Le risque de la violence politique s'installe durablement
Dans une tribune percutante pour Lignes ouvertes, la journaliste Mémona Hintermann alerte sur l'escalade des tensions politiques en France. Suite au décès tragique de Quentin Deranque, un jeune militant identitaire lynché à Lyon, le climat sociétal se tend dangereusement. Jean-Luc Mélenchon, leader de La France Insoumise, persiste dans son soutien controversé au mouvement de la Jeune Garde, directement mis en cause dans cette affaire.
Une fracture binaire et dangereuse
Depuis deux semaines, le paysage politique français se caractérise par une division sidérante. D'un côté, les antifascistes se présentent comme les seuls défenseurs légitimes de la démocratie. De l'autre, tous ceux qualifiés de "traîtres" ou d'"ennemis de la République" sont systématiquement étiquetés comme fascistes. Cette vision manichéenne crée un terrain propice aux affrontements.
Mémona Hintermann souligne avec inquiétude cette conception binaire où La France Insoumise incarnerait le camp du bien face à toutes les perversités supposées. La question se pose alors : l'extrême gauche va-t-elle imposer sa propre forme de fatwa idéologique ?
Lyon, épicentre des tensions
C'est dans la capitale des Gaules que la situation s'est radicalement nouée. Quentin Deranque, étudiant appartenant à une mouvance identitaire catholique prônant une France traditionnelle, a été victime d'un lynchage mortel. Bien qu'ayant des sympathies pour des groupuscules d'extrême droite, la victime n'avait pas de sang sur les mains selon la chroniqueuse.
L'accusation de "néonazi" et "fasciste" portée sur son cercueil prend une dimension particulièrement infamante dans une ville symbolique de la Résistance au nazisme. Mémona Hintermann rappelle que Lyon porte en son histoire cette mémoire combattante contre les totalitarismes.
Mélenchon, offensif et clivant
Lors de son meeting à Lyon, Jean-Luc Mélenchon n'a pas reculé d'un iota dans son soutien à la Jeune Garde. Il présente même certains de ses membres, accusés du meurtre, comme des "anges gardiens" protecteurs. Cette position contredit ouvertement les déclarations du procureur, le leader de LFI parlant plutôt d'un "traquenard".
Sur le banc des accusés, Mélenchon a principalement aligné la presse traditionnelle, épargnant seulement l'Humanité et certains médias en ligne qui le soutiennent. Mémona Hintermann souligne qu'aucune profession n'est au-dessus de la critique, mais que désigner ainsi les journalistes à la vindicte populaire annonce une campagne présidentielle particulièrement violente.

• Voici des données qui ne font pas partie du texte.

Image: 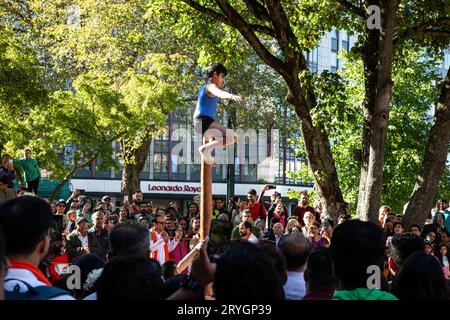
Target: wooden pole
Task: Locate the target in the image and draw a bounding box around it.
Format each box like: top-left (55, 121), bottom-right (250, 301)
top-left (200, 141), bottom-right (212, 240)
top-left (200, 159), bottom-right (212, 240)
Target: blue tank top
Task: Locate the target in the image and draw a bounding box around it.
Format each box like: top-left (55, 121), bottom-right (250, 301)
top-left (194, 84), bottom-right (219, 119)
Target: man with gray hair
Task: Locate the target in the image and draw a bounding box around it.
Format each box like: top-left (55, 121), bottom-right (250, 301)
top-left (278, 233), bottom-right (311, 300)
top-left (84, 220), bottom-right (150, 300)
top-left (107, 220), bottom-right (150, 260)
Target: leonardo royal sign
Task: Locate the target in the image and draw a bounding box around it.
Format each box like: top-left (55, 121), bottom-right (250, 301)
top-left (148, 184), bottom-right (200, 193)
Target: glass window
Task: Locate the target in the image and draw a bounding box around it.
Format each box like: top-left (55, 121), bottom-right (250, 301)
top-left (331, 29), bottom-right (339, 52)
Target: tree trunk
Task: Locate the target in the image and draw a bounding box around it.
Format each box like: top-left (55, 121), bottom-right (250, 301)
top-left (120, 136), bottom-right (152, 201)
top-left (357, 0), bottom-right (398, 222)
top-left (50, 153), bottom-right (98, 201)
top-left (200, 0), bottom-right (343, 219)
top-left (287, 75), bottom-right (344, 221)
top-left (404, 69), bottom-right (450, 225)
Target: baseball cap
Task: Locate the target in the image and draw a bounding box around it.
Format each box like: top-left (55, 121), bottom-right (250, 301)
top-left (75, 217), bottom-right (89, 225)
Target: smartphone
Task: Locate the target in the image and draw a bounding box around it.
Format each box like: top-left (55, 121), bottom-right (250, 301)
top-left (208, 219), bottom-right (233, 262)
top-left (53, 214), bottom-right (64, 234)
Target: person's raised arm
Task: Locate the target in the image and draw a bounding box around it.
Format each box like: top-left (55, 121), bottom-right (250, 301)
top-left (177, 237), bottom-right (209, 273)
top-left (258, 184), bottom-right (269, 203)
top-left (206, 83), bottom-right (242, 102)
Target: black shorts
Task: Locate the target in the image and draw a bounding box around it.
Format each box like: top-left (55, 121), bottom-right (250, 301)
top-left (194, 116), bottom-right (214, 136)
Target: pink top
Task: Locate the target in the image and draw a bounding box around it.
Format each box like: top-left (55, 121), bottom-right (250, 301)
top-left (169, 240), bottom-right (189, 274)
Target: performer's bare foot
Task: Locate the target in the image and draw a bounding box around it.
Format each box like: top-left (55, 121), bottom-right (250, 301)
top-left (198, 145), bottom-right (216, 167)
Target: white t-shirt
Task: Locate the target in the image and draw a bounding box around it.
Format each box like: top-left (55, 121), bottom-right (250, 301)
top-left (78, 232), bottom-right (89, 248)
top-left (150, 231), bottom-right (178, 266)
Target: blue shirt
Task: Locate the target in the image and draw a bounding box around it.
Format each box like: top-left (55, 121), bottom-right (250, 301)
top-left (444, 209), bottom-right (450, 232)
top-left (194, 83), bottom-right (219, 119)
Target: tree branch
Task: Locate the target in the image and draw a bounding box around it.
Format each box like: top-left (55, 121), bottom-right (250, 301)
top-left (211, 0), bottom-right (285, 70)
top-left (266, 0), bottom-right (307, 73)
top-left (335, 0), bottom-right (365, 18)
top-left (183, 0), bottom-right (274, 37)
top-left (244, 0), bottom-right (270, 21)
top-left (394, 17), bottom-right (450, 45)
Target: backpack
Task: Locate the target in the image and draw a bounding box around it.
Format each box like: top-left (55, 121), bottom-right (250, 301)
top-left (5, 279), bottom-right (70, 300)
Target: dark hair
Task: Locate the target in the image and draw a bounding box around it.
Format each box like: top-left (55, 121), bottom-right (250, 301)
top-left (0, 176), bottom-right (11, 185)
top-left (435, 243), bottom-right (450, 267)
top-left (278, 233), bottom-right (311, 270)
top-left (213, 240), bottom-right (284, 301)
top-left (206, 62), bottom-right (228, 79)
top-left (97, 256), bottom-right (164, 301)
top-left (165, 207), bottom-right (177, 216)
top-left (305, 248), bottom-right (336, 292)
top-left (392, 252), bottom-right (449, 300)
top-left (242, 221), bottom-right (252, 229)
top-left (392, 221), bottom-right (405, 230)
top-left (78, 196), bottom-right (94, 210)
top-left (330, 219), bottom-right (385, 290)
top-left (257, 241), bottom-right (287, 285)
top-left (409, 223), bottom-right (422, 232)
top-left (312, 221), bottom-right (320, 229)
top-left (270, 217), bottom-right (281, 225)
top-left (161, 259), bottom-right (177, 280)
top-left (0, 196), bottom-right (53, 255)
top-left (108, 220), bottom-right (150, 258)
top-left (390, 232), bottom-right (425, 269)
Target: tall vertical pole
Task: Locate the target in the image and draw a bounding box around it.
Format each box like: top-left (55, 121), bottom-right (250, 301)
top-left (200, 136), bottom-right (212, 240)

Une campagne présidentielle sous tension
Plus offensif et clivant que jamais, le candidat potentiel à l'Élysée pour la gauche radicale ne cache pas sa détermination, allant jusqu'à évoquer la possibilité d'une guerre civile. La mort de Quentin Deranque sous les coups de militants d'extrême gauche, dont un conseiller parlementaire du député LFI Raphaël Arnault, a précipité le début de la campagne électorale.
Le risque est désormais visible : entre La France Insoumise d'un côté et le Rassemblement National de l'autre, tous les autres partis pourraient être pris en tenaille, sans aucun cordon sanitaire pour les protéger.
Des événements sociétaux sous haute tension
Le risque de violence dépasse largement le cadre politique immédiat. Tous les événements à caractère sociétal font désormais craindre des affrontements. La journée internationale pour les droits des femmes du 8 mars s'annonce ainsi sous haute tension.
Syndicats et mouvements féministes appellent le gouvernement à empêcher les membres et sympathisants de Némésis de défiler dans la manifestation prévue. Pour une partie de l'opinion, il s'agit d'une précaution nécessaire. Pour une autre frange, cela représente un ostracisme qui souligne les clivages qui se creusent dangereusement.
Mémona Hintermann conclut avec une mise en garde solennelle : si les enjeux et les fractures politiques continuent de se régler dans la rue, aucune barricade ne pourra protéger durablement le pays. La violence politique, loin d'être accessoire, s'installe comme une menace concrète pour la cohésion nationale.